Spirited chatter on Inside Reference Data's LinkedIn discussion group last month, sparked by "Crawling Before Walking," shows conflict over the new LEI standard, the International Securities Identification Numbers (ISINs) and the Stock Exchange Daily Official List (SEDOL) identifiers used in the UK.

This conflict is about whether the global LEI system to be put in place this year will not work with certain data standards that LEI administrators deem "non-eligible," including CUSIPs, ISINs, SEDOLs and RICs (Reuters Instrument Codes). Should that be the case, it would be difficult to establish the sort of links between the LEI and other identifiers envisioned in this space recently.

"In best business practice, this topic is not solved to my understanding at all," says Bruno Schuetterle, a member of SIPUG, the Zurich-based identification procedures administrator. He asks, "Do you think the global LEI system will take contractual measures not to deliver LEI to vendors that are in the status of non-eligible vendors?"

Intellectual property issues also surround the issue of eligibility, adds Schuetterle.
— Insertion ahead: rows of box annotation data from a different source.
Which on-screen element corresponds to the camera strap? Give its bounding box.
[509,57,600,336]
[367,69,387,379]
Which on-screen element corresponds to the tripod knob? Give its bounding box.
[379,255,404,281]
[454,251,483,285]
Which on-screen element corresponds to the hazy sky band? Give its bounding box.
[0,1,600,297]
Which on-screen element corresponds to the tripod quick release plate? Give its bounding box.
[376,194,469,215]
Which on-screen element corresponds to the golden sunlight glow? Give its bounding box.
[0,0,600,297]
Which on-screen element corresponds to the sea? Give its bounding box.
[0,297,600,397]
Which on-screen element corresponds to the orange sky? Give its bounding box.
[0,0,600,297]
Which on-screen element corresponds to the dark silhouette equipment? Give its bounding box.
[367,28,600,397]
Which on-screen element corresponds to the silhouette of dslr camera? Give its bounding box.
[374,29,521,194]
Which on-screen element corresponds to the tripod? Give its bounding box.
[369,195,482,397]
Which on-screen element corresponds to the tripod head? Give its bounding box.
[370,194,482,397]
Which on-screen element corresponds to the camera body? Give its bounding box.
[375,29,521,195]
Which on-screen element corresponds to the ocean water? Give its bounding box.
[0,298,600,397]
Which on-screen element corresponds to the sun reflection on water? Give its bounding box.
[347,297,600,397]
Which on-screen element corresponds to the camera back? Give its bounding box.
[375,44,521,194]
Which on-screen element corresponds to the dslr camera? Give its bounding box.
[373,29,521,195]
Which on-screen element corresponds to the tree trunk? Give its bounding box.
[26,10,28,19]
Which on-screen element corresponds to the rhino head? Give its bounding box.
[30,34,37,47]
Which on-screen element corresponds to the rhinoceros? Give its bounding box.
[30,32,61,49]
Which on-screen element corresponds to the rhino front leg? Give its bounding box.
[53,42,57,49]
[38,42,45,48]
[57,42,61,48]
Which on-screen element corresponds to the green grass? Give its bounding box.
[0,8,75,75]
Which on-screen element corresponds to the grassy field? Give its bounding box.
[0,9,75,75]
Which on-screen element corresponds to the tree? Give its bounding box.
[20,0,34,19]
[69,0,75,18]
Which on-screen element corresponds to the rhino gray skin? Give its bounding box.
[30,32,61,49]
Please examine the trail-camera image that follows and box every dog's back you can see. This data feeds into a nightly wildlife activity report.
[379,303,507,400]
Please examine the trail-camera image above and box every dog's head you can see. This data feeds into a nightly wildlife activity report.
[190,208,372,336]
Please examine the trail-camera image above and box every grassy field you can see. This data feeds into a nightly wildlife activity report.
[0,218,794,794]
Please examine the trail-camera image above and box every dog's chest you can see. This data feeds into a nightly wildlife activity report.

The CUSIP Service Bureau (CSB), Thomson Reuters, the London Stock Exchange and others who maintain that their identifiers are intellectual property are unlikely to soften that stance. This is similar to LEI administrators' unyielding position on data standards' eligibility.

While the European Commission in November 2011 did abolish licensing fees for using ISINs, with the cooperation of Standard & Poor's, one comment in our LinkedIn discussion criticized the effectiveness of the EC action.

"CSB is not implementing in good faith the EC ISIN decision," says Rudolf Siebel, vice chair of the Securities Market Practice Group and a managing director at Frankfurt-based asset management firm BVI. This creates concern about being able to combine the LEI and ISIN codes, adds Siebel.

The need to map out identification through the use of both the LEI and the ISIN is likely to eventually fade out, according to Graeme Austin, CEO of ISITC Europe. That, in turn, could solve the intellectual property and fees issues, as adoption of the LEI will "push those who seek to charge firms to use poor identifiers of legal entities to reassess their commercial models," says Austin. "I believe the GLEIS [global LEI standard] is a game changer, not just another of the many hoped-for industry data utilities that have come unstuck by vested interests."

LEI implementation issues, as this discussion makes clear, aren't as simple as just proving the costs will have benefits. There's an underlying thicket when it comes to coordinating the LEI with other identifiers. Coordinating identifiers is a path to making the LEI more effective, as I argued in "Next Step For Identifiers" last month, but before that can be done, all the aforementioned interested parties will have to reach an understanding for a basic functional identification system.